Five Annoying Things Hollywood Needs to Stop Doing

While some will call baseball America’s past-time, that’s not quite true anymore. In fact, it probably hasn’t been true for quite some time. Any night in any town, big or small, anywhere around the United States of America, you’ll find dozens of people doing the same thing. Since the days of drive-in theatres, going to the cinema has been a great way to spend a night out. However, it’s not perfect. Here are five annoying things Hollywood needs to stop doing.

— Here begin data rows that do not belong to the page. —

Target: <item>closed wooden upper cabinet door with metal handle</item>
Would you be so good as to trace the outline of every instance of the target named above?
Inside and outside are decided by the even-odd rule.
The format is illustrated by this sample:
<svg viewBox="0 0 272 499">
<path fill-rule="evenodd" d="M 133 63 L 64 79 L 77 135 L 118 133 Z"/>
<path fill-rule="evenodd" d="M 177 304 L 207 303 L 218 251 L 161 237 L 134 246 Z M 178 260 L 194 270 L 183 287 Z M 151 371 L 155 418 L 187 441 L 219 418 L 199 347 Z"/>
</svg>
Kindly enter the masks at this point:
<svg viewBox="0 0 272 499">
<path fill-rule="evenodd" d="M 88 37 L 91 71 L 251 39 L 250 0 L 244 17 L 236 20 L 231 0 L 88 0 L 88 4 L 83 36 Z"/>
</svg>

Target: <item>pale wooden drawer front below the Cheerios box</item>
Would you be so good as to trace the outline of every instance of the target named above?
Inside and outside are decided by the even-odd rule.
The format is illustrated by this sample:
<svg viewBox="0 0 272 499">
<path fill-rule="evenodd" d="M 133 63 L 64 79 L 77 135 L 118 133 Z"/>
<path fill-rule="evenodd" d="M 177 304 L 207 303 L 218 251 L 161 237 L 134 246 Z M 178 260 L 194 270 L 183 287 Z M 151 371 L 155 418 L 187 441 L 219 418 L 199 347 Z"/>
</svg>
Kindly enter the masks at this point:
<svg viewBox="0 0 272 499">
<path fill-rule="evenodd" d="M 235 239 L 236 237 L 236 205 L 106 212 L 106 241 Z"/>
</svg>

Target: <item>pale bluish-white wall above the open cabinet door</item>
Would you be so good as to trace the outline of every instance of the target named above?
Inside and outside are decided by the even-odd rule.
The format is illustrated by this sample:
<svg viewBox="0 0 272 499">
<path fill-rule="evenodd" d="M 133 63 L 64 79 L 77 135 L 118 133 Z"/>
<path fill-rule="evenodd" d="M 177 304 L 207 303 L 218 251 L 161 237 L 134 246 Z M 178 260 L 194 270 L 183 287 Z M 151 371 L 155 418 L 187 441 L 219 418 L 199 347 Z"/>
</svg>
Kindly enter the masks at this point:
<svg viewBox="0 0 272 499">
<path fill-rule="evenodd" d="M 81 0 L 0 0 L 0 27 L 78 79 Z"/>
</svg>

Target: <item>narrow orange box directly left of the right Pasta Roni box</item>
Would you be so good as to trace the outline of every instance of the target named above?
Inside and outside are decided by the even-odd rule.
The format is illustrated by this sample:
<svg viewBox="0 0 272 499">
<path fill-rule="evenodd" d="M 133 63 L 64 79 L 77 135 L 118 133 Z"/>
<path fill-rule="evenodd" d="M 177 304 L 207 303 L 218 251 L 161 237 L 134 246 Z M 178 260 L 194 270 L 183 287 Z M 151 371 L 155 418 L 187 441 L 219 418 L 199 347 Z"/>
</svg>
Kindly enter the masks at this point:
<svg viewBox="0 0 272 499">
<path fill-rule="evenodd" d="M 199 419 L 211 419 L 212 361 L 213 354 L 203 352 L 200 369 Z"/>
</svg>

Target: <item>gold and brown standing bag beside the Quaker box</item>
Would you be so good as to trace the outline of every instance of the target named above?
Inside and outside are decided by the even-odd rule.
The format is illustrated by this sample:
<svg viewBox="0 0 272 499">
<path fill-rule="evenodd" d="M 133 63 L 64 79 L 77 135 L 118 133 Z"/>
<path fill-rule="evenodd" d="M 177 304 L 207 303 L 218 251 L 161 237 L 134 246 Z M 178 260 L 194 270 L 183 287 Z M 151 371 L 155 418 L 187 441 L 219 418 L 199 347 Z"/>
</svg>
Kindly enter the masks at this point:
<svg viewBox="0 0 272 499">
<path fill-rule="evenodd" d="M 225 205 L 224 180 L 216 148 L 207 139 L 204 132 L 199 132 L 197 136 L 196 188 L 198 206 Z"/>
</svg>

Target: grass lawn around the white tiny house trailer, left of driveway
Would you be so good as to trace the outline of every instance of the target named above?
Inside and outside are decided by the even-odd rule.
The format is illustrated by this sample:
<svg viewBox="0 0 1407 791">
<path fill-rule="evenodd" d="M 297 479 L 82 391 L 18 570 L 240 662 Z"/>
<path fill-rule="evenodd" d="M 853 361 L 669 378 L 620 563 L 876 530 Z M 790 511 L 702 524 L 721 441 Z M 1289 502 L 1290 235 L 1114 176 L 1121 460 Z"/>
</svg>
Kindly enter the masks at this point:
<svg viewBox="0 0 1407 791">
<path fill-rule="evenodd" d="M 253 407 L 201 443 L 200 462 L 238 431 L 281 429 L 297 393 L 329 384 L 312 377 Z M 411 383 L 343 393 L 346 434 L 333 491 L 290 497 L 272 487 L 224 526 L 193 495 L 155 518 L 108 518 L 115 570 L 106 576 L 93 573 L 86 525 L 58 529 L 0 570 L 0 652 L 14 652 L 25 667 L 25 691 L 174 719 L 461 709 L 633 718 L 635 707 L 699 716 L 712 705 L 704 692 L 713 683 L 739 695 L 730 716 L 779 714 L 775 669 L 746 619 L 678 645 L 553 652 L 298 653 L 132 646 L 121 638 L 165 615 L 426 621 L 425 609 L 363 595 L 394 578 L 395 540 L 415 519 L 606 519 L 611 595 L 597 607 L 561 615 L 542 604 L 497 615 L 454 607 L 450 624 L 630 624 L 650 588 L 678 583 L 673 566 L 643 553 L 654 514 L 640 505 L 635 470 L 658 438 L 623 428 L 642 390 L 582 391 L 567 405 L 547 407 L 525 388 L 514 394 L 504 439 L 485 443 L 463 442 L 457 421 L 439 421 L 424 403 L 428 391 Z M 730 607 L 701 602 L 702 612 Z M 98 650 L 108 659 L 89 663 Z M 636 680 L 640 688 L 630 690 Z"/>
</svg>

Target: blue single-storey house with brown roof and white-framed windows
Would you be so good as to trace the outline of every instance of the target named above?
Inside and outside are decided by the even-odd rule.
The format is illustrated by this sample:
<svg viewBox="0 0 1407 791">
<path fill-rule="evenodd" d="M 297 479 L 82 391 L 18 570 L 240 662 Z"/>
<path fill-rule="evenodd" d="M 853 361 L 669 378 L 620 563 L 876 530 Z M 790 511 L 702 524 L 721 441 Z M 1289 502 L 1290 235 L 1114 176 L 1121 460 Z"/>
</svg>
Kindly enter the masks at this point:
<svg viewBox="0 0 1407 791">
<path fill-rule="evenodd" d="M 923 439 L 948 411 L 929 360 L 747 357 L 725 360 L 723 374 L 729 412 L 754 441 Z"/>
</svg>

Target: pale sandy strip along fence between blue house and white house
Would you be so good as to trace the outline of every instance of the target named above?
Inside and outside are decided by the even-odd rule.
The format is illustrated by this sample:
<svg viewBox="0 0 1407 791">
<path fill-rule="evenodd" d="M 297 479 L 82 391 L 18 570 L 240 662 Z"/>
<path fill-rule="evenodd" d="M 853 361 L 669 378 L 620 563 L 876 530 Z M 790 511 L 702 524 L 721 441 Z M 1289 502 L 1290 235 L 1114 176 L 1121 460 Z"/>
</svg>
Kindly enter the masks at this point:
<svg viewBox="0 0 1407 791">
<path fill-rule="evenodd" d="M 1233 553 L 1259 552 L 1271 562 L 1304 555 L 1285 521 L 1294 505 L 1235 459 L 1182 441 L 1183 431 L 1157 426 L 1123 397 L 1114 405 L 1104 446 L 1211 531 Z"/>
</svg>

Five Annoying Things Hollywood Needs to Stop Doing

Disclaimer

A quick disclaimer: These are subjective things. It’s almost impossible that Hollywood will stop doing any of these things—after all, money reigns supreme. However, if you agree, disagree, or think I’ve forgotten a few things, let me know in the comment section below.

Unnecessary Sequels

At the end of Empire Strikes Back, we’re left in a haze. Darth Vader is Luke Skywalker’s father? Boba Fett has Han Solo trapped in carbonite? What will the Rebellion do to right these wrongs? After Empire, we needed another movie to finish the story.

What we didn’t need? Four Pirates of the Caribbean sequels. Know what story really didn’t need eight chapters? The Fast and the Furious. Much like remakes (we’ll get there), meaningless sequels are greedy, soulless, and unnecessary. With the exception of Empire, The Godfather: Part 2, and Terminator 2, the sequel is almost never as good as the original, and the farther you go from the first, the worse it gets.

Copycat Movies

Monkey see, monkey do. When someone finds success, someone else is destined to try and copy them. Last year, The Shallows was decent, so in 2017, we got 47 Meters Down. In 2010, The A-Team, The Losers, and The Expendables all came out, despite having the exact same plot. Even though Guardians of the Galaxy and Suicide Squad were both based on pre-existing comics, there’s no question that D.C. tried to cash in on Guardians’ silly team-up success, even scoring a fun and nostalgic soundtrack.

Splitting Finales

As fantastic as the Harry Potter books and movies were, they started a trend that is soulless and cheap. Hollywood has started splitting movies, typically the finale, in two. Since Harry Potter and the Deathly Hallows Part One hit theatres in 2010, Twilight, the Hunger Games, and Divergent have decided to split a movie into two parts.

If the movie was just too long, and one part couldn’t cut it, that would be one thing. Unfortunately, that’s not the case. Movie makers have realized that by watering down the plot a little, they can stretch one movie into two. By doing so, they can charge people twice to watch one movie. It’s just unfair.

Post-Credit Scenes

We all love it when Marvel does their cute little post-credit scenes, but they’ve gotten a little old. When you go to see a Marvel movie, you know that you have to sit through ten minutes of credits, just to catch a glimpse of what the next big thing might be. It’s branched out into an ugly trend, where ushers have to sit, broom and bin in hand, while movie-goers stare blankly at rolling text.

Remakes

This is the ultimate cinema sin, isn’t it? Hollywood makes a movie, it’s successful, and then a few years later, they make the exact same movie. It’s slimy, but it works. They can recycle a plot and make the same money without any of the risk. Hollywood makes so much money off of this practice, and it’s not going to stop any time soon.

But they really should. Some remakes are great. Scarface, The Departed, A Fistful of Dollars come to mind. However, some remakes are just terrible. Who asked for a remake of Point Break? Why is Michael Bay producing a remake of The Birds? The 2010 remake of the Karate Kid was so bad, I don’t even enjoy Will Smith’s good movies anymore.

It’s just so cheap and soulless. People want to mock Star Wars for cashing in on nostalgia, but at least they make new movies. What movies will we remember fondly at this rate? How will the world of Hollywood evolve without original, groundbreaking pieces? At the end of the day, it’s just disrespectful to those that pour their well-earned cash into the movies.